Publicado: 25.09.2025
A mediados de mayo era una vez más tiempo para una excursión.
Lo primero en la lista era una visita a la Hurricane Factory en Berlín. "Paracaidismo para mayores", como Ines lo llamó más tarde.
La Hurricane Factory era un centro de body-flying, es decir, al final un túnel de viento vertical en el que se podía volar y flotar. Sebb le había regalado a su esposa esta experiencia por su 40 cumpleaños. Y qué podíamos decir, ¡fue increíble!
Habíamos hecho paracaidismo en tándem hace unos 10 años, lo cual fue realmente impresionante en su momento, pero Sebb no soportó muy bien el frenado al abrir el paraguas y tuvo problemas circulatorios graves incluso 2 horas después.
Bodyflying tenía claras ventajas:
⁃ No tenías que saltar de un avión a varios miles de metros de altura.
⁃ Te ahorrabas el "frenado" al abrir el paraguas. Eso era bueno para la circulación y los discos intervertebrales en la espalda.
⁃ Podías volar varias veces en muy poco tiempo. En una hora volamos al menos 5 veces.
⁃ Era un poco más barato.
Si era energéticamente mejor dejar funcionar las turbinas eléctricas de 40 MW durante unos minutos o si despegue y aterrizaje con queroseno era más barato, al final no lo pudimos evaluar realmente.
El "original" tenía, por supuesto, su propio encanto. Saltar desde la puerta de la cabina abierta de un avión a 4,000 m era realmente incomparable.
Nos divertimos muchísimo y con esta experiencia comenzamos nuestras vacaciones.
Desde Berlín nos dirigimos directamente al Spreewald en Lübbenau.
Esta vez no habíamos reservado nada y, por supuesto, tuvimos mala suerte con el primer camping al que nos dirigimos. Estaba completamente lleno.
Era domingo por la noche y seguramente encontraríamos algo en algún lugar. Tal vez.

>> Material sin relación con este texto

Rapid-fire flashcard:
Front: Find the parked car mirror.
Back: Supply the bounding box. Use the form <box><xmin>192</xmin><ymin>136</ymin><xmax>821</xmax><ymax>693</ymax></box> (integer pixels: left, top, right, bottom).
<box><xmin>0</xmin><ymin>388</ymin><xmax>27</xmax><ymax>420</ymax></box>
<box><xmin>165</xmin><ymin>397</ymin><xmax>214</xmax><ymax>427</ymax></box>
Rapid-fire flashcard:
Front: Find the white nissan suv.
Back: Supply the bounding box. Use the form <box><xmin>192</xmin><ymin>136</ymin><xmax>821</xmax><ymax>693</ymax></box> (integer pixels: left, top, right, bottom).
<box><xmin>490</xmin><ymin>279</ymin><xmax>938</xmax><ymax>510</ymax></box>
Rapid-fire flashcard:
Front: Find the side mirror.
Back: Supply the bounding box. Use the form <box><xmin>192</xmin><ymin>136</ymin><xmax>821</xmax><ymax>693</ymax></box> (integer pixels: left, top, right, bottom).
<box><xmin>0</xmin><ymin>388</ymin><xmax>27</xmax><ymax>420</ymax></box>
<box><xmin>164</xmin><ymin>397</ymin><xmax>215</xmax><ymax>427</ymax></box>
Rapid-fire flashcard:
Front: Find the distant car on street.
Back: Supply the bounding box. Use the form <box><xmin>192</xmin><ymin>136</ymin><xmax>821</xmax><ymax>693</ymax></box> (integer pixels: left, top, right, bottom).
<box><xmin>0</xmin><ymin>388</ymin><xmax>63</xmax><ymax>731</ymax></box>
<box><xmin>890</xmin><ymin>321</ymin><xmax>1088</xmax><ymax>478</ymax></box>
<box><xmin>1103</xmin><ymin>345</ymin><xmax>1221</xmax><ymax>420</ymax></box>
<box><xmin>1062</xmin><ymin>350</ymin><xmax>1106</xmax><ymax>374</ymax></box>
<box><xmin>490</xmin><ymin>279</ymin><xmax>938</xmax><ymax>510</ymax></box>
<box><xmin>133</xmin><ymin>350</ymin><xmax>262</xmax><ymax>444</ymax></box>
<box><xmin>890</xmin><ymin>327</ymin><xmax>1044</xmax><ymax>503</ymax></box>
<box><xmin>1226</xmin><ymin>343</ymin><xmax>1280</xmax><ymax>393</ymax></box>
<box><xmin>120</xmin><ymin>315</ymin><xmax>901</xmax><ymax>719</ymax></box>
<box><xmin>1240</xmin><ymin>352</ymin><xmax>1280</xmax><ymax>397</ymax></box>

Así que encendimos los teléfonos y buscamos algo en las inmediaciones. Después de 10 minutos de viaje, encontramos un lugar muy bonito para Gary.
Detrás del parque del castillo había un camping de 4**** y tuvimos la suerte de poder registrarnos a las 17:50, las 18:00 era la hora de cierre en la recepción.
Era un verdadero "glamping", ya que había un hermoso lugar con conexión de electricidad y agua, también incluía ducha y Wi-Fi.
Ambos no teníamos muchas ganas de cocinar, así que esa noche salimos al pueblo en busca de algo caliente para comer.